China's exports up 10pc as trade growth accelerates in September

CHINA's exports increased year on year by 9

14 October 2020 - 19:00
CHINA's exports increased year on year by 9.9 per cent to US$239.8 billion in September, up from August's 9.5 per cent growth.

As the world's second-largest economy recovers from the coronavrius pandemic, China's trade growth accelerated in September with imports gaining 13.2 per cent to $202.8 billion, up from the previous month's 2.1 per cent contraction, according to customs data.

Exporters have benefited from China's relatively early reopening from its shutdown to fight the virus and from global demand for masks and medical supplies. They are taking market share from foreign competitors that are hampered by anti-disease controls.
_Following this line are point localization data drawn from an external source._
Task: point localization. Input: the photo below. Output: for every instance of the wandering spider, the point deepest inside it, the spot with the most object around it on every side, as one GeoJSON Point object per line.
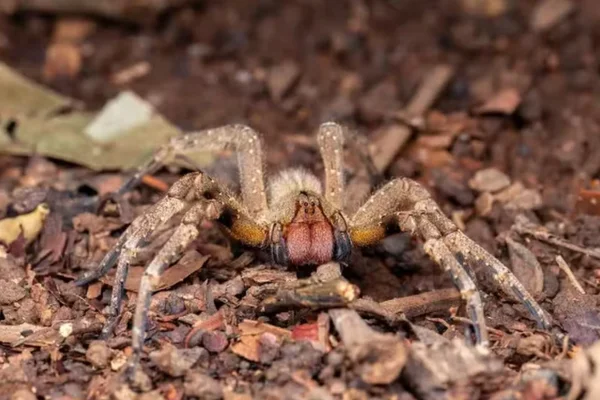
{"type": "Point", "coordinates": [298, 221]}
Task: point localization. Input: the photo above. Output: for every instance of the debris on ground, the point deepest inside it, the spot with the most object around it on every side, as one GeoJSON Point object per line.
{"type": "Point", "coordinates": [489, 104]}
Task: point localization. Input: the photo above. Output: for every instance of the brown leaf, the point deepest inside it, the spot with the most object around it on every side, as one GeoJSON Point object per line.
{"type": "Point", "coordinates": [172, 276]}
{"type": "Point", "coordinates": [94, 290]}
{"type": "Point", "coordinates": [588, 202]}
{"type": "Point", "coordinates": [504, 102]}
{"type": "Point", "coordinates": [63, 60]}
{"type": "Point", "coordinates": [251, 332]}
{"type": "Point", "coordinates": [526, 267]}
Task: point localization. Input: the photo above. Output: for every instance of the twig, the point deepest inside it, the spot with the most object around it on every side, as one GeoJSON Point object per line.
{"type": "Point", "coordinates": [388, 146]}
{"type": "Point", "coordinates": [144, 11]}
{"type": "Point", "coordinates": [424, 303]}
{"type": "Point", "coordinates": [562, 264]}
{"type": "Point", "coordinates": [155, 183]}
{"type": "Point", "coordinates": [549, 238]}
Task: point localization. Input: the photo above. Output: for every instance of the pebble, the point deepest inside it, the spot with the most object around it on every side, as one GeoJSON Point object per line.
{"type": "Point", "coordinates": [489, 180]}
{"type": "Point", "coordinates": [176, 362]}
{"type": "Point", "coordinates": [202, 386]}
{"type": "Point", "coordinates": [10, 292]}
{"type": "Point", "coordinates": [98, 354]}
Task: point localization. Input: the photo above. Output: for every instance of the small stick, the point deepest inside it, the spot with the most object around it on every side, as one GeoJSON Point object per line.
{"type": "Point", "coordinates": [388, 146]}
{"type": "Point", "coordinates": [562, 264]}
{"type": "Point", "coordinates": [423, 303]}
{"type": "Point", "coordinates": [155, 183]}
{"type": "Point", "coordinates": [549, 238]}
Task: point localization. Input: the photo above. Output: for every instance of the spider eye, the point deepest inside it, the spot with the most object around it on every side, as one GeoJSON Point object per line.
{"type": "Point", "coordinates": [279, 251]}
{"type": "Point", "coordinates": [342, 246]}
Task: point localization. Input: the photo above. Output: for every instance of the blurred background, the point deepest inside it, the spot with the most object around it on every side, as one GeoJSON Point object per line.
{"type": "Point", "coordinates": [521, 96]}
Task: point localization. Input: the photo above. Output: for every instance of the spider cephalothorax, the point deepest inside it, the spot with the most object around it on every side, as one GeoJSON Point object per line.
{"type": "Point", "coordinates": [299, 222]}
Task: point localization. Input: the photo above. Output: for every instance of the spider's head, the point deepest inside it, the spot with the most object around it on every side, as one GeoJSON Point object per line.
{"type": "Point", "coordinates": [306, 230]}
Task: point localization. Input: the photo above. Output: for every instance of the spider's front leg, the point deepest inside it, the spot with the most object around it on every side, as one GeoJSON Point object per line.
{"type": "Point", "coordinates": [407, 203]}
{"type": "Point", "coordinates": [185, 234]}
{"type": "Point", "coordinates": [179, 197]}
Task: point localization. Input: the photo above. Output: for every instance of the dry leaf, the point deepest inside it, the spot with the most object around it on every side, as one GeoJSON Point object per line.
{"type": "Point", "coordinates": [504, 102]}
{"type": "Point", "coordinates": [170, 277]}
{"type": "Point", "coordinates": [250, 338]}
{"type": "Point", "coordinates": [29, 225]}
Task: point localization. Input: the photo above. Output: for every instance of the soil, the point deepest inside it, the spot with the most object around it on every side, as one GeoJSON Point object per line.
{"type": "Point", "coordinates": [521, 101]}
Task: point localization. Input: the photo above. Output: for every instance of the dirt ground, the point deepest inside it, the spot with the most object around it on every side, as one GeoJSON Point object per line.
{"type": "Point", "coordinates": [510, 149]}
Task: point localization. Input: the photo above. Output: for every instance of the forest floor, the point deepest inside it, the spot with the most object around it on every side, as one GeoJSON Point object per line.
{"type": "Point", "coordinates": [493, 110]}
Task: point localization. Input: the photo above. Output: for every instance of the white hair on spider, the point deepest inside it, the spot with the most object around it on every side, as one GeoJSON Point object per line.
{"type": "Point", "coordinates": [291, 182]}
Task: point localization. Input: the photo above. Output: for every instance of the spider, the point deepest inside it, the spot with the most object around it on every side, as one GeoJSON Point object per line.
{"type": "Point", "coordinates": [297, 220]}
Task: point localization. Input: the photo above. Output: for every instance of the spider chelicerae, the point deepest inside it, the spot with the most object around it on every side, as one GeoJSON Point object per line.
{"type": "Point", "coordinates": [297, 220]}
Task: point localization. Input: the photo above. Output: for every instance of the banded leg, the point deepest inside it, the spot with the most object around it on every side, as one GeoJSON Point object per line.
{"type": "Point", "coordinates": [182, 237]}
{"type": "Point", "coordinates": [416, 212]}
{"type": "Point", "coordinates": [461, 243]}
{"type": "Point", "coordinates": [245, 142]}
{"type": "Point", "coordinates": [180, 196]}
{"type": "Point", "coordinates": [173, 203]}
{"type": "Point", "coordinates": [331, 139]}
{"type": "Point", "coordinates": [437, 250]}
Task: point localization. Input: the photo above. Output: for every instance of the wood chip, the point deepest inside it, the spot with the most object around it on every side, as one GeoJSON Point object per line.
{"type": "Point", "coordinates": [424, 303]}
{"type": "Point", "coordinates": [489, 180]}
{"type": "Point", "coordinates": [526, 267]}
{"type": "Point", "coordinates": [548, 13]}
{"type": "Point", "coordinates": [379, 357]}
{"type": "Point", "coordinates": [249, 345]}
{"type": "Point", "coordinates": [169, 278]}
{"type": "Point", "coordinates": [282, 78]}
{"type": "Point", "coordinates": [504, 102]}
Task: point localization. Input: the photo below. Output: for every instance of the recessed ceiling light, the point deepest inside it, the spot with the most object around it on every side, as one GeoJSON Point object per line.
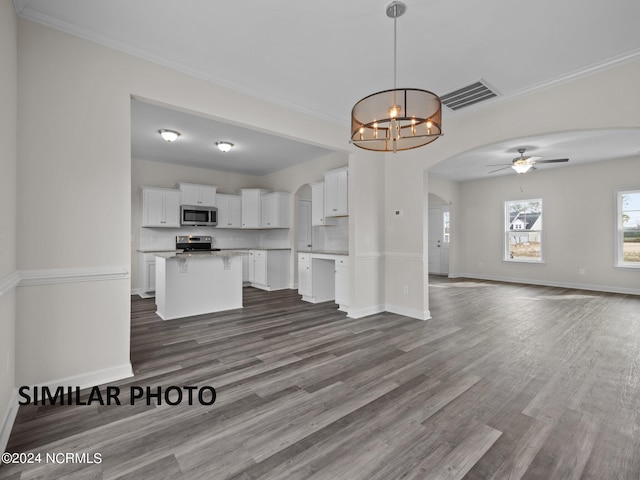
{"type": "Point", "coordinates": [169, 135]}
{"type": "Point", "coordinates": [224, 146]}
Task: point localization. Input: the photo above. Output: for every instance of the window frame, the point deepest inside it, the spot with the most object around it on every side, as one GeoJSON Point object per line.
{"type": "Point", "coordinates": [620, 229]}
{"type": "Point", "coordinates": [506, 251]}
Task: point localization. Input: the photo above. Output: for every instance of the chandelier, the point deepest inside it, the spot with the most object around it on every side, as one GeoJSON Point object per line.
{"type": "Point", "coordinates": [398, 119]}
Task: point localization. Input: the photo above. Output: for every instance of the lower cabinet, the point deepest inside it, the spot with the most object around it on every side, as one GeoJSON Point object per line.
{"type": "Point", "coordinates": [269, 269]}
{"type": "Point", "coordinates": [147, 275]}
{"type": "Point", "coordinates": [324, 277]}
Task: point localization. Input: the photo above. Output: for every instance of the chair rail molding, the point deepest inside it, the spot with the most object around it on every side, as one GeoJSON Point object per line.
{"type": "Point", "coordinates": [72, 275]}
{"type": "Point", "coordinates": [9, 282]}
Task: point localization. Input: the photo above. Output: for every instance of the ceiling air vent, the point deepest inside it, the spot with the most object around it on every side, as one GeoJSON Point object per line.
{"type": "Point", "coordinates": [466, 96]}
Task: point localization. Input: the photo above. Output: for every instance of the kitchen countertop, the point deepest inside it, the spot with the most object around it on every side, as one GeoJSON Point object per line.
{"type": "Point", "coordinates": [173, 250]}
{"type": "Point", "coordinates": [218, 253]}
{"type": "Point", "coordinates": [326, 252]}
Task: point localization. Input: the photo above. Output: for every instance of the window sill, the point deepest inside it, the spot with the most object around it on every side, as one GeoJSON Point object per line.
{"type": "Point", "coordinates": [528, 262]}
{"type": "Point", "coordinates": [627, 266]}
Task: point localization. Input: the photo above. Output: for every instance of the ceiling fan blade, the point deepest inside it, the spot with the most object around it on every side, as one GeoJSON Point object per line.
{"type": "Point", "coordinates": [503, 168]}
{"type": "Point", "coordinates": [555, 160]}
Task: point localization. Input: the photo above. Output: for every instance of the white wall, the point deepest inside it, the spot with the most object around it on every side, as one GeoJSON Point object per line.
{"type": "Point", "coordinates": [82, 180]}
{"type": "Point", "coordinates": [574, 105]}
{"type": "Point", "coordinates": [8, 167]}
{"type": "Point", "coordinates": [579, 222]}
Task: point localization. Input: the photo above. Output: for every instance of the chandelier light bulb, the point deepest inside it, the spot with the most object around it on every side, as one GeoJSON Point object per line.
{"type": "Point", "coordinates": [169, 135]}
{"type": "Point", "coordinates": [224, 146]}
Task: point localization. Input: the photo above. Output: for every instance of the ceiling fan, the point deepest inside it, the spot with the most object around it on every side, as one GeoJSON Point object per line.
{"type": "Point", "coordinates": [524, 164]}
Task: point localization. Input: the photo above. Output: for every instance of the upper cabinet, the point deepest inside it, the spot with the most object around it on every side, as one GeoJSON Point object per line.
{"type": "Point", "coordinates": [336, 184]}
{"type": "Point", "coordinates": [229, 210]}
{"type": "Point", "coordinates": [264, 209]}
{"type": "Point", "coordinates": [198, 195]}
{"type": "Point", "coordinates": [275, 210]}
{"type": "Point", "coordinates": [318, 218]}
{"type": "Point", "coordinates": [252, 207]}
{"type": "Point", "coordinates": [160, 207]}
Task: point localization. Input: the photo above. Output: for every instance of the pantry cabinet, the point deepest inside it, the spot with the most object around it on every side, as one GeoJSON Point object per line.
{"type": "Point", "coordinates": [342, 281]}
{"type": "Point", "coordinates": [229, 210]}
{"type": "Point", "coordinates": [147, 274]}
{"type": "Point", "coordinates": [160, 207]}
{"type": "Point", "coordinates": [270, 269]}
{"type": "Point", "coordinates": [318, 218]}
{"type": "Point", "coordinates": [198, 195]}
{"type": "Point", "coordinates": [304, 275]}
{"type": "Point", "coordinates": [336, 184]}
{"type": "Point", "coordinates": [275, 210]}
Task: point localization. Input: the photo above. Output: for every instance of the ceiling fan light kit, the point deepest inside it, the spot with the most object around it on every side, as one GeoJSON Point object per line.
{"type": "Point", "coordinates": [397, 119]}
{"type": "Point", "coordinates": [169, 135]}
{"type": "Point", "coordinates": [524, 164]}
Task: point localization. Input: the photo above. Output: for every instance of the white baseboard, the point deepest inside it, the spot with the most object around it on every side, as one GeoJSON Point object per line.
{"type": "Point", "coordinates": [408, 312]}
{"type": "Point", "coordinates": [548, 283]}
{"type": "Point", "coordinates": [90, 379]}
{"type": "Point", "coordinates": [72, 275]}
{"type": "Point", "coordinates": [8, 420]}
{"type": "Point", "coordinates": [365, 312]}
'Renewed virus outbreaks in trading partners will be a challenge, but shipments of products benefiting from virus-related demand should continue to hold up,' said Louis Kuijs of Oxford Economics in a report.

China's global trade surplus swelled 6.6 per cent over a year earlier to $37 billion but was down sharply from August's $58.9 billion gap.

Exports to the United States rose 20.5 per cent over a year ago to $44 billion despite higher US tariffs in a fight with the Trump administration over Beijing's technology ambitions and trade surplus. Imports of American goods rose 24.5 per cent to $13.2 billion, reports Associated Press.

China became the first major economy to rebound to pre-virus growth levels in the second quarter of the year. The government reported 3.2 per cent economic growth over a year earlier.

Automakers and other large manufacturers are back to normal activity, helping to drive demand for imported iron ore, copper and other industrial materials.

Importers have benefited from a slump in prices of oil and other commodities due to weak demand.

Retail sales are weaker as consumers who are uneasy about possible job losses put off major purchases. Consumer spending returned to pre-virus levels in August but was only 0.5 per cent above a year earlier.

Economists have warned some Chinese exporters of smartphones and other high-tech goods might face trouble due to restrictions imposed by Washington on their access to US components on security grounds.

Washington has cut off supplies of components for companies including China's most prominent tech brand, Huawei Technologies Ltd.